Line of defense of the tax authorities upon objection of the tax payer to grant access to the premises and/or books or documents
The weapon’s arsenal currently at the disposal of the tax authorities to sanction a non-cooperative taxpayer is limited to a rather moderate administrative fine or – in case of an infraction with intent to defraud or cause loss – a criminal sanction. The latter sanction implies a heavy burden of proof for the tax authorities and in practice often remains dead letter.
It is further to be noted that the tax authorities, according to the Constitutional Court, may assess an ex officio taxation, resulting in a shift of the burden of proof with respect to the correctness of the taxation. In our opinion, this is not correct, as a violation of article 319 ITC does not (yet) qualify as a circumstance on the basis of which the tax authorities may justify an ex officio taxation through article 351 ITC.
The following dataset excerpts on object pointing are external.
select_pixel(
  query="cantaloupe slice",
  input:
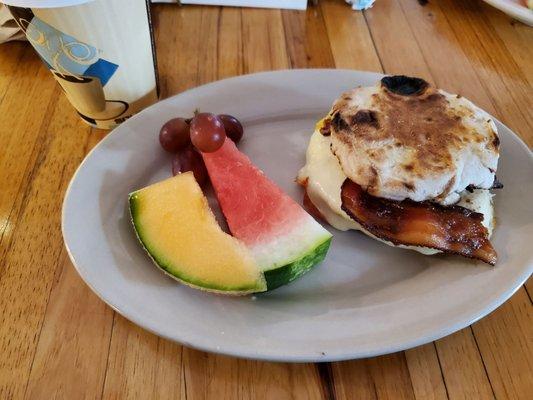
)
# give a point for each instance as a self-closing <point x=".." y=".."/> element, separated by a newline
<point x="177" y="228"/>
Finally the tax authorities may, on the basis of article 29, paragraph 2 of the Code of Criminal Procedure, notify to the Public Prosecutor, the facts that are, on the basis of tax laws and implementing decrees , punishable by criminal law and which came to their knowledge in the framework of a tax audit. It is true that such notification may result in establishing an criminal investigation, but it has as a big disadvantage for the tax authorities that, upon the start of a criminal investigation, they must fully transfer the file and thus no longer have authority to instruct the judicial authorities on how and which information to gather. It should also be mentioned that in the latter case the criminal authorities (contrary to the tax authorities during a tax audit) may enforce access manu militari and may also conduct a general and active search, even in case the taxpayer / suspect objects hereto.
The saga continues
As regards the importance of the court ruling, it needs to be stressed that case law of the Constitutional Court is not a binding precedent, but other courts will likely consider the decision as a general guideline. Furthermore, in this decision the Court has limited its ruling to what was asked in the request for a preliminary ruling. As already stated, the Court does not take a position with respect to, amongst other things, seizing or copying (electronic) data during a tax audit. Consequently, uncertainty remains with respect to the question whether or not the authorities have a right to seize a full (electronic) copy. If such would be the case, the question also remains whether the Belgian legal framework with respect to unannounced tax audits provides sufficient safeguards to the taxpayer regarding his right of privacy and against a potential arbitrary act of the tax authorities.
Finally, the decision of the Constitutional will undoubtedly result in new legislative initiatives which should enable the tax authorities to sanction the obstruction of a tax investigation more heavily and especially more easily. This way the tax authorities develop more clout so that the taxpayer will think twice before he refuses access to the tax authorities.
It is clear that the discussion with respect to the scope of the unannounced tax audits has not yet come to an end. The saga continues and it is clear that during an unannounced tax audit the taxpayer, to safeguard his rights, has every interest to timely call upon the assistance of a tax lawyer specialized in tax proceedings.